嫌なことは見たくない、そんな誰もが思う普遍的な感情は在り来り故に厄介だった。本当に見たくないものでも直面しなければならないときはあり、例え"嫌だ"と拒絶したところで社会の常識という見えない有刺鉄線に引っ掛かってしまう訳だ。それが早かれ遅かれ、いずれ全ての人に、様々な形で降り掛かってくる。やりたくもないものを強いられてやり遂げ、見たくもない聞きたくもないものを目や耳に入れ、我慢しなければならないのだ。お父様はとてもご立派で、名誉除隊されたときには多くの兵士がその門出を祝い、中には憂う者も、だとか、D中隊の誉れとして、優秀な軍人一家の一員を迎え入れます、だとか、出てくる言葉口上全てがこれに値した。誰も時代遅れの優秀遺伝の話をしていないのは分かっていたが、理解も出来ない褒め言葉を壊れたビデオテープのように繰り返されては流石に堪えた。声高に煩い黙れ好きで軍人になった訳じゃないと叫んでやったら、いよいよ奴らも理解するだろうか。…そんなことを思ったところで、実行に移さなければ何の意味もないのだろうが。
喧騒から離れられる戦場は、社会の常識が通用しないからまだ楽だと思えた。人を殺し殺されるのが"合法"だとされる場所に初めて来て震え上がる新兵、どれだけ殺すか考えるのが楽しいと下卑た笑みを浮かべるウォーモンガー、任務を忠実にこなす冷静な機械じみたベテラン、多種多様な顔が揃っている。誰もが目的を持っているのは知っていた。その目的の根底には、生への渇望があるのも知っていた。だからこそ様々なラベリングが剥かれ、飽くなき欲望が見え、"優秀だから""そういう血筋だから"と口を揃える者がいないここが好きだった。丸裸にされるのを嫌がる人は多いだろうが、自分にとってはそれが心地良かった。ヘイトやバイアスが直接降り掛かってくる、その方が丁度良かったのだ。
迫撃砲が地面を揺らしている。崩れた瓦礫がいくつも散乱し、何が何だったのかが分からなくなるぐらい辺りは騒乱の最中にあった。
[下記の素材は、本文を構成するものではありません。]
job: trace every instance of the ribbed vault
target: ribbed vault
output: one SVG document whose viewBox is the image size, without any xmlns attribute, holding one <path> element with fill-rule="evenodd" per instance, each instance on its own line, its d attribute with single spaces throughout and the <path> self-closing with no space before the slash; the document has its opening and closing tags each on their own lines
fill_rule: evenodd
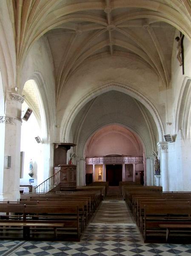
<svg viewBox="0 0 191 256">
<path fill-rule="evenodd" d="M 189 0 L 13 3 L 8 5 L 15 24 L 17 71 L 21 72 L 34 42 L 46 35 L 54 62 L 57 102 L 76 69 L 103 52 L 134 55 L 154 70 L 168 87 L 174 28 L 191 39 Z"/>
</svg>

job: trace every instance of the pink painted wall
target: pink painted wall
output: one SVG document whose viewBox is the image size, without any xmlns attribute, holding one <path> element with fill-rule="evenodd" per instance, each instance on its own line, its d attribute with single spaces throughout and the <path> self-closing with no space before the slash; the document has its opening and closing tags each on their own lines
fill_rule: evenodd
<svg viewBox="0 0 191 256">
<path fill-rule="evenodd" d="M 109 154 L 143 155 L 141 144 L 129 130 L 119 125 L 105 127 L 91 138 L 87 147 L 86 157 Z"/>
</svg>

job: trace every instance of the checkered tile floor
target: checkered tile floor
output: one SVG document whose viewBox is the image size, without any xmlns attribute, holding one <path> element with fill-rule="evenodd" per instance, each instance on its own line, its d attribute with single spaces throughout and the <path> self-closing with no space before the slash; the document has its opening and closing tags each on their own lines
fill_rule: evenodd
<svg viewBox="0 0 191 256">
<path fill-rule="evenodd" d="M 91 224 L 80 242 L 1 241 L 0 255 L 191 256 L 191 244 L 145 244 L 135 224 Z"/>
</svg>

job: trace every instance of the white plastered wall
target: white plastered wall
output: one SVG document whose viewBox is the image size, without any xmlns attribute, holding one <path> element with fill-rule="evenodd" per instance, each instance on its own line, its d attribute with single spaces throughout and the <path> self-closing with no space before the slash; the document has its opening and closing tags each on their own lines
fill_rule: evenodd
<svg viewBox="0 0 191 256">
<path fill-rule="evenodd" d="M 175 139 L 174 142 L 168 143 L 170 191 L 191 190 L 191 42 L 185 37 L 183 44 L 185 74 L 182 74 L 182 67 L 179 66 L 176 58 L 175 43 L 172 60 L 172 79 L 167 91 L 168 121 L 172 124 L 166 125 L 166 133 L 174 136 Z M 167 122 L 166 115 L 166 118 Z"/>
</svg>

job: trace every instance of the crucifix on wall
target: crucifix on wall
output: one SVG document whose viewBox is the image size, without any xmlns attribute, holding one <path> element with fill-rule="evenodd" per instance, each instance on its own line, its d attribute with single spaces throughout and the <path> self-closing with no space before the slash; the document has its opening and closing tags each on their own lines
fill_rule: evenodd
<svg viewBox="0 0 191 256">
<path fill-rule="evenodd" d="M 184 35 L 180 32 L 180 35 L 177 36 L 175 40 L 177 42 L 177 59 L 180 62 L 180 66 L 182 66 L 182 74 L 184 75 L 184 47 L 183 44 L 183 41 L 184 40 Z"/>
</svg>

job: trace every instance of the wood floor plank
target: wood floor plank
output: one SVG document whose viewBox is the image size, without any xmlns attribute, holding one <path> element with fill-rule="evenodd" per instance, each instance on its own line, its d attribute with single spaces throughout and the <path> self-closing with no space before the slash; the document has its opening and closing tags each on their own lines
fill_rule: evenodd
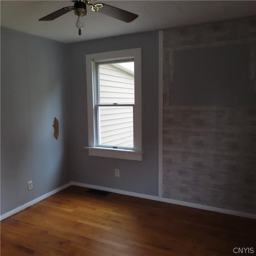
<svg viewBox="0 0 256 256">
<path fill-rule="evenodd" d="M 1 222 L 1 256 L 228 256 L 256 221 L 72 186 Z"/>
</svg>

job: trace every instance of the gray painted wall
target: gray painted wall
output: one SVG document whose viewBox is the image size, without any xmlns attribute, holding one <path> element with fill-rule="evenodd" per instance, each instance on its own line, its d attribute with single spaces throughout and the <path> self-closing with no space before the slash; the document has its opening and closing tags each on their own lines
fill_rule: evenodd
<svg viewBox="0 0 256 256">
<path fill-rule="evenodd" d="M 66 50 L 1 28 L 1 214 L 70 181 Z"/>
<path fill-rule="evenodd" d="M 89 156 L 85 56 L 141 48 L 143 161 Z M 70 168 L 73 181 L 157 196 L 158 182 L 158 32 L 128 35 L 68 45 Z M 114 176 L 114 169 L 120 177 Z"/>
<path fill-rule="evenodd" d="M 256 213 L 256 21 L 164 30 L 164 197 Z"/>
</svg>

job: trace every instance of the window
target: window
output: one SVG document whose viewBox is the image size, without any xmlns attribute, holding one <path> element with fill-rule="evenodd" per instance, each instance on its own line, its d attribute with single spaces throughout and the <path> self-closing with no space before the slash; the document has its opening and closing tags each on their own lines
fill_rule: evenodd
<svg viewBox="0 0 256 256">
<path fill-rule="evenodd" d="M 140 49 L 86 56 L 89 154 L 142 160 Z"/>
</svg>

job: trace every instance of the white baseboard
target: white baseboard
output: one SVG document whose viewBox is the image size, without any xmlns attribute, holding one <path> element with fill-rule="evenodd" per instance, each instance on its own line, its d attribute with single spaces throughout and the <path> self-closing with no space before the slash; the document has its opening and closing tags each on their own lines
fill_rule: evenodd
<svg viewBox="0 0 256 256">
<path fill-rule="evenodd" d="M 194 204 L 193 203 L 190 203 L 189 202 L 175 200 L 174 199 L 170 199 L 162 197 L 158 197 L 158 196 L 150 196 L 150 195 L 147 195 L 139 193 L 135 193 L 134 192 L 130 192 L 130 191 L 126 191 L 125 190 L 122 190 L 119 189 L 116 189 L 115 188 L 110 188 L 102 187 L 101 186 L 96 186 L 95 185 L 91 185 L 90 184 L 86 184 L 85 183 L 81 183 L 80 182 L 72 181 L 62 186 L 61 187 L 60 187 L 56 189 L 54 189 L 48 193 L 43 195 L 42 196 L 41 196 L 32 201 L 30 201 L 23 205 L 19 206 L 10 212 L 8 212 L 1 215 L 1 216 L 0 216 L 0 220 L 2 220 L 8 217 L 10 217 L 12 215 L 15 214 L 19 212 L 20 212 L 21 211 L 24 210 L 26 208 L 29 207 L 29 206 L 30 206 L 36 203 L 38 203 L 44 199 L 45 199 L 48 197 L 59 192 L 60 191 L 72 185 L 80 187 L 87 188 L 88 188 L 98 189 L 105 191 L 112 192 L 112 193 L 116 193 L 116 194 L 130 196 L 131 196 L 139 197 L 145 199 L 149 199 L 150 200 L 154 200 L 154 201 L 158 201 L 170 204 L 177 204 L 178 205 L 191 207 L 192 208 L 200 209 L 207 211 L 210 211 L 211 212 L 216 212 L 224 213 L 225 214 L 230 214 L 230 215 L 234 215 L 235 216 L 247 218 L 250 219 L 256 219 L 256 215 L 253 214 L 247 213 L 246 212 L 237 212 L 236 211 L 233 211 L 226 209 L 223 209 L 222 208 L 219 208 L 218 207 L 214 207 L 213 206 L 199 204 Z"/>
<path fill-rule="evenodd" d="M 59 192 L 60 191 L 63 190 L 66 188 L 68 187 L 69 187 L 71 185 L 71 182 L 68 182 L 68 183 L 67 183 L 63 186 L 61 186 L 61 187 L 60 187 L 58 188 L 56 188 L 56 189 L 54 189 L 48 193 L 47 193 L 41 196 L 39 196 L 39 197 L 38 197 L 37 198 L 32 200 L 32 201 L 30 201 L 22 205 L 17 207 L 17 208 L 15 208 L 15 209 L 14 209 L 13 210 L 10 211 L 10 212 L 8 212 L 6 213 L 5 213 L 3 214 L 2 214 L 0 216 L 0 221 L 2 221 L 4 219 L 6 219 L 8 217 L 10 217 L 12 215 L 13 215 L 16 213 L 17 213 L 19 212 L 20 212 L 26 208 L 28 207 L 29 207 L 29 206 L 31 206 L 32 205 L 34 204 L 36 204 L 36 203 L 38 203 L 39 202 L 43 200 L 44 199 L 45 199 L 46 198 L 50 196 L 52 196 L 52 195 L 54 195 L 55 194 Z"/>
<path fill-rule="evenodd" d="M 181 205 L 182 206 L 188 206 L 192 208 L 196 208 L 197 209 L 210 211 L 211 212 L 216 212 L 224 213 L 225 214 L 230 214 L 230 215 L 234 215 L 235 216 L 247 218 L 250 219 L 256 219 L 256 215 L 252 214 L 247 213 L 246 212 L 237 212 L 236 211 L 233 211 L 232 210 L 226 209 L 223 209 L 222 208 L 219 208 L 218 207 L 214 207 L 213 206 L 199 204 L 194 204 L 193 203 L 190 203 L 189 202 L 175 200 L 174 199 L 170 199 L 169 198 L 166 198 L 162 197 L 158 197 L 158 196 L 150 196 L 150 195 L 140 194 L 139 193 L 130 192 L 129 191 L 126 191 L 124 190 L 116 189 L 115 188 L 107 188 L 106 187 L 102 187 L 101 186 L 91 185 L 90 184 L 86 184 L 85 183 L 81 183 L 80 182 L 77 182 L 73 181 L 71 182 L 71 183 L 72 185 L 73 185 L 74 186 L 77 186 L 80 187 L 87 188 L 88 188 L 98 189 L 105 191 L 108 191 L 108 192 L 120 194 L 122 195 L 126 195 L 127 196 L 139 197 L 142 198 L 144 198 L 145 199 L 158 201 L 159 202 L 173 204 L 177 204 L 178 205 Z"/>
</svg>

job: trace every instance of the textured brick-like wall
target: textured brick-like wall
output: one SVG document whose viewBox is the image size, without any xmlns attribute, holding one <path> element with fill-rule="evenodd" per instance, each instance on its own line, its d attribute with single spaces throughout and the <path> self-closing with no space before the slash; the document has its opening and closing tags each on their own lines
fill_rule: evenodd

日差しは午後の傾き加減だが、閉じた目にはやけに暗く感じる。瞼をゆっくり開けると、眩しい太陽光が突き刺してくる。音を拾わなくなっている耳が、段々戻ってくる。こちらの機甲小隊の主戦力であるM1エイブラムスが、踏み場のなさそうな瓦礫を乗り越えている。履帯が擦れ、銃声や罵声が溢れる中東の空に金属音が紛れていく。
身体を動かそうとしてまずは頭を振ってみる。ろくな力が入らない。瞬きを繰り返す内に時間は過ぎゆき、M1エイブラムスが砂埃を立てて目の前を通過していく。誰か助けてくれないものか。ここにいる、と手を上げようとしたが、さっぱりだった。呼吸が浅い。焼け付く熱さだと言うのに、やけに寒く感じる。
見慣れた米軍海兵隊のデザートブーツが近付いてきた。眼球を動かし、男を見上げる。日差しの影になって見えないが、LWHに書かれた階級にはLCplと殴り書きされているように見えた。
「――えますか、――曹」
名も知らない上等兵は、水筒を出そうと跪いた。いや、もういいんだと言えたら良かった。水を飲んだところでこの身体が動きそうにないのは、他でもない自分が知っている。丸裸にされ、街の中を引きずり回される前に友軍に見つけてもらえたのが不幸中の幸いだったのだろう。胸元で遊ぶタグを送り届けてくれそうな、ひとつの可能性に出会えて良かった。
力を振り絞った。さっきから見えていた腰から下の光景を現実と捉えながら、腕を振り上げた。立派な殉死だったと、せめて伝えて欲しい。
最期に見えた光景は呆気なく、手を伸ばしても空を掴むだけだった。自分らしいと笑った。笑えたかどうか、上等兵の返事を聞くことも無く、煩かった履帯が擦れる音が遠のいた。